Neko punya beberapa kisah yang mungkin lebih enak Neko ceritakan ketimbang keklisean di atas. Suatu pagi selesai satu mata kuliah, Neko berdiskusi dengan salah satu dosen Neko. Neko menanyakan beberapa hal tentang teori sastra kepada sang Dosen. Ia dosen dari wilayah sastra. Sedangkan Neko sendiri anak prodi pendidikan. Tapi ia tetap mau meladeni pertanyaan-pertanyaan Neko (yang mungkin sangat sepele di mata kampiun teori sastra seperti beliau). Menerangkan dengan bahasa yang bisa dimengerti Neko. Rasanya Neko malah belum pernah merasa nyaman berdiskusi dengan dosen pendidikan (UPS)
Di tengah-tengah diskusi, seorang dosen senior yang juga dari prodi pendidikan memanggil dosen sastra tersebut. Ia memanggil dosen Neko dengan sebutan "Le" (kependekan dari "Tole". Julukan untuk anak laki-laki). Lalu ia mempermasalahkan soal sandal yang dipakai dosen itu. Dosen Neko itu memang nyentrik banget. Siapa lagi dosen yang bisa ngajar pakai sandal dan minum kopi di kelas? Tapi dia ngajarnya enak. Itu yang penting buat Neko. Dosen sastra itu tergagap dan mengatakan kalau kakinya sakit jika memakai sepatu. Neko melirik kaki sang dosen yang dibalut sandal jepit.

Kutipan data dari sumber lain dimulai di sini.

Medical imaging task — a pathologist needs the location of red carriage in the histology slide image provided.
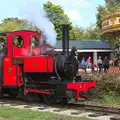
[0,25,96,103]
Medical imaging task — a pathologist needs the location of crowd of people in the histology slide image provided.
[80,56,109,73]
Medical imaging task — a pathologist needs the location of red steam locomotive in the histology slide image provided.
[0,25,96,103]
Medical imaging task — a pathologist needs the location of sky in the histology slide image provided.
[0,0,104,28]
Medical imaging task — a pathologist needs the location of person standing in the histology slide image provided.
[81,58,86,72]
[97,56,103,73]
[86,57,92,69]
[103,56,109,72]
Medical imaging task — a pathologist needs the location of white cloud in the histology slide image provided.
[48,0,90,8]
[65,9,81,21]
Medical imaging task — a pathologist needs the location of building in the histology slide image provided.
[56,40,112,64]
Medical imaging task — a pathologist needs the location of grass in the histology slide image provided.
[0,107,90,120]
[95,95,120,105]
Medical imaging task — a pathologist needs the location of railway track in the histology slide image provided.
[0,99,120,120]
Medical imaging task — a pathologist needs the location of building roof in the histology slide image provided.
[55,40,111,50]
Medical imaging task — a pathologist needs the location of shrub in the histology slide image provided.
[82,73,120,98]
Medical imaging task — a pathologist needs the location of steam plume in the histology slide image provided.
[0,0,57,46]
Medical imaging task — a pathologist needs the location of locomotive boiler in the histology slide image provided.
[0,24,96,104]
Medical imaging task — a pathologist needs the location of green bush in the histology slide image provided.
[83,73,120,98]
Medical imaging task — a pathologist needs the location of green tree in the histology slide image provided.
[44,2,76,40]
[84,24,101,40]
[0,18,37,32]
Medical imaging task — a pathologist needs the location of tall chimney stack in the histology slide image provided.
[62,24,69,56]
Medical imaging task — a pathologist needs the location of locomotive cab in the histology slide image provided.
[0,25,96,103]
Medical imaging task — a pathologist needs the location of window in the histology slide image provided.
[13,35,24,48]
[31,36,39,48]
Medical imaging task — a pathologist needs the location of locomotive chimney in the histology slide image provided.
[62,24,69,55]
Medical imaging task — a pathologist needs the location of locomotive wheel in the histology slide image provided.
[26,92,38,102]
[43,95,56,105]
[8,89,18,98]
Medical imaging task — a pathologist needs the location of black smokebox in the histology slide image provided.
[62,24,69,55]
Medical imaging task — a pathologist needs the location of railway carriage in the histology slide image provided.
[0,25,96,103]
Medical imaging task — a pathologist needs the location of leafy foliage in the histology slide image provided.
[87,73,120,98]
[0,18,37,32]
[0,2,101,40]
[44,2,75,40]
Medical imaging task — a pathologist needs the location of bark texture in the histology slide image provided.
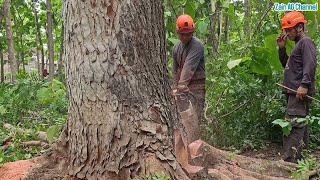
[4,0,18,81]
[46,0,54,80]
[64,0,188,179]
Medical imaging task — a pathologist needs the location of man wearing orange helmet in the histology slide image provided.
[173,14,206,139]
[277,11,317,162]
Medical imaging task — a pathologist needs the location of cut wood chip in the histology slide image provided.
[140,121,160,134]
[188,140,203,159]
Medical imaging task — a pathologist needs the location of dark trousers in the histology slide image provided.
[283,94,311,163]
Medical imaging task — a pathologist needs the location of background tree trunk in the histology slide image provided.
[64,0,188,180]
[4,0,18,82]
[58,24,64,74]
[210,0,221,56]
[243,0,251,40]
[0,47,4,83]
[46,0,54,80]
[33,1,44,77]
[224,14,229,44]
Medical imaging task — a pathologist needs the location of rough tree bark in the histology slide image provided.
[4,0,18,82]
[46,0,54,80]
[64,0,187,179]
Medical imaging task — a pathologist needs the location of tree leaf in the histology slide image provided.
[47,125,62,143]
[168,37,180,45]
[197,19,209,34]
[227,59,242,69]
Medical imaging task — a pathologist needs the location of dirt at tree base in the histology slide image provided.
[0,140,318,180]
[0,158,41,180]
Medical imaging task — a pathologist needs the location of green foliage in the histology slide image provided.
[0,74,68,163]
[292,156,319,180]
[272,119,292,136]
[47,125,62,143]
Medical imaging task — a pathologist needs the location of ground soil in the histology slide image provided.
[0,143,320,180]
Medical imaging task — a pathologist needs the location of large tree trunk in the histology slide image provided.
[23,0,302,180]
[4,0,18,82]
[65,0,187,179]
[46,0,54,80]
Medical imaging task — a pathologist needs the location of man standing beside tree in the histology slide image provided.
[277,11,317,162]
[173,14,206,143]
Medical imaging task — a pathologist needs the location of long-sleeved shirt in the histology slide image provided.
[279,37,317,95]
[173,37,206,88]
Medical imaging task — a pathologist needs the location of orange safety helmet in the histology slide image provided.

"Waa...kakinya besar sekali." pikir Neko.
"Waa...kakinya besar sekali." pikir Neko.
Jadi mungkin alasannya untuk tidak memakai sepatu karena kakinya sakit justifiable. Pembicaraan terus berlangsung antara dua dosen beda prodi tersebut. Suasana semakin canggung. Diam-diam Neko mengirimkan death glare ke arah dosen senior tersebut. Harapan Neko terkabul (entah karena death glare atau semata takdir ^_^). Dosen senior itu lalu melangkah keluar dari ruang dosen dengan jengah.

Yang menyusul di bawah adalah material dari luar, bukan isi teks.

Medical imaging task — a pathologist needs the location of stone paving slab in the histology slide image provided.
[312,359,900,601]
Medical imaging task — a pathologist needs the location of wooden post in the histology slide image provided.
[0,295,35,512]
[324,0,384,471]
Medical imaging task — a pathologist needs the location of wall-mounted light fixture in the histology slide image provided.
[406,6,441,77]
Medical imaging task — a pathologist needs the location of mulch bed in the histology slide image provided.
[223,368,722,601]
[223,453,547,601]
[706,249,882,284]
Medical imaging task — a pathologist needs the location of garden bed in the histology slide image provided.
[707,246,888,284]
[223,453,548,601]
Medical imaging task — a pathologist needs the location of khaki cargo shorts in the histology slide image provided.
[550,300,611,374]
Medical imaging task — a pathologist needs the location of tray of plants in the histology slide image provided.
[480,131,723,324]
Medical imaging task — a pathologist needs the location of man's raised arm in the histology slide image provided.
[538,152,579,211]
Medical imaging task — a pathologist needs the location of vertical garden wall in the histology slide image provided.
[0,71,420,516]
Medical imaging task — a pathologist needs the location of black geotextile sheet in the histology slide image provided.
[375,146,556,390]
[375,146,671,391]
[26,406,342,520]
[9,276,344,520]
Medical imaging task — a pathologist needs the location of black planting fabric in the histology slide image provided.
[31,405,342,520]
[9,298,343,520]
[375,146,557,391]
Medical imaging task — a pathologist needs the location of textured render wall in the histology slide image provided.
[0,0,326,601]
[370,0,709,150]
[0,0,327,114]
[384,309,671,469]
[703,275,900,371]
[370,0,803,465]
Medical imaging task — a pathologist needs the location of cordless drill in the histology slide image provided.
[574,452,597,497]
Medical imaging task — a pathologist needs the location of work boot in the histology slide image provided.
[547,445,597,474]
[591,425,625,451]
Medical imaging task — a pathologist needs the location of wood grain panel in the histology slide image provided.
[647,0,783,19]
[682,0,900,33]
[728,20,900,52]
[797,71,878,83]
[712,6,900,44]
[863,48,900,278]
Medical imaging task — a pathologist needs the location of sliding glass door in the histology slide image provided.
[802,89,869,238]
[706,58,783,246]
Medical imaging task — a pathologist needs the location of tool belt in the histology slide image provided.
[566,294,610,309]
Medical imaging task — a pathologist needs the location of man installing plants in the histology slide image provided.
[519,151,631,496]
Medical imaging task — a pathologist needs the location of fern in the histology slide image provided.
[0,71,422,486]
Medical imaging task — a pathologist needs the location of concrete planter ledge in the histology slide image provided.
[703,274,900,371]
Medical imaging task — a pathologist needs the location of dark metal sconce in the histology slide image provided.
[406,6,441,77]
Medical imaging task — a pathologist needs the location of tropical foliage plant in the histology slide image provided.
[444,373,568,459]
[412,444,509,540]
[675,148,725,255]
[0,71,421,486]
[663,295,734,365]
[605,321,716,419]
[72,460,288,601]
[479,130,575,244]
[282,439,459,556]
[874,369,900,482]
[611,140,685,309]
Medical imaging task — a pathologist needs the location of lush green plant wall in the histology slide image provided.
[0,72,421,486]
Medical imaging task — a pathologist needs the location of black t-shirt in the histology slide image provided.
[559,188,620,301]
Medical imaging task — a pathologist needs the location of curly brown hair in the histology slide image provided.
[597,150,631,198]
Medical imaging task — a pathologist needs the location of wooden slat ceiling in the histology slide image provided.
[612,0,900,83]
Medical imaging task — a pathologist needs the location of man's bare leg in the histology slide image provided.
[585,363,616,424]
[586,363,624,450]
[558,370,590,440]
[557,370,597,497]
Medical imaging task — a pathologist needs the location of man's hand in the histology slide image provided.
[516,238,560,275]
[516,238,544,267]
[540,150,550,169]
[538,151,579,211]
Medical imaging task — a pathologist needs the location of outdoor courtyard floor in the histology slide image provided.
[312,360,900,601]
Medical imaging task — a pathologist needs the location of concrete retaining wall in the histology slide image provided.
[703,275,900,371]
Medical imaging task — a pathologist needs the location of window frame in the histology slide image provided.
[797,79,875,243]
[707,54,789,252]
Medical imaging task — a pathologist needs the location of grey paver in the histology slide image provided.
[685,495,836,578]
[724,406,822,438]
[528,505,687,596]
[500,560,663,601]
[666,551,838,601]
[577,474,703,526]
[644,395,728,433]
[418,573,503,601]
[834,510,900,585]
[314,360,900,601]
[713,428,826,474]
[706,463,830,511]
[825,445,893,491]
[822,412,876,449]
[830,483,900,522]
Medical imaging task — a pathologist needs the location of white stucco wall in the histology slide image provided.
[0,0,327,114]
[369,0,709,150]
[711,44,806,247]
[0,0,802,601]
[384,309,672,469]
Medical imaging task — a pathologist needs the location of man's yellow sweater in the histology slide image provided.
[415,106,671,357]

Dosen sastra itu meneruskan diskusi dengan Neko. Tapi suaranya terdengar lebih tersendat-sendat. Ia pun lupa apa yang mau ia terangkan kepada Neko. Neko sebal setengah mati. Nggak seharusnya seorang dosen senior merendahkan dosen yang lebih junior di depan mahasiswanya kan? Kalau mau negur kenapa kok nggak secara private aja??! Yang begitu itu jadi dosen pendidikan?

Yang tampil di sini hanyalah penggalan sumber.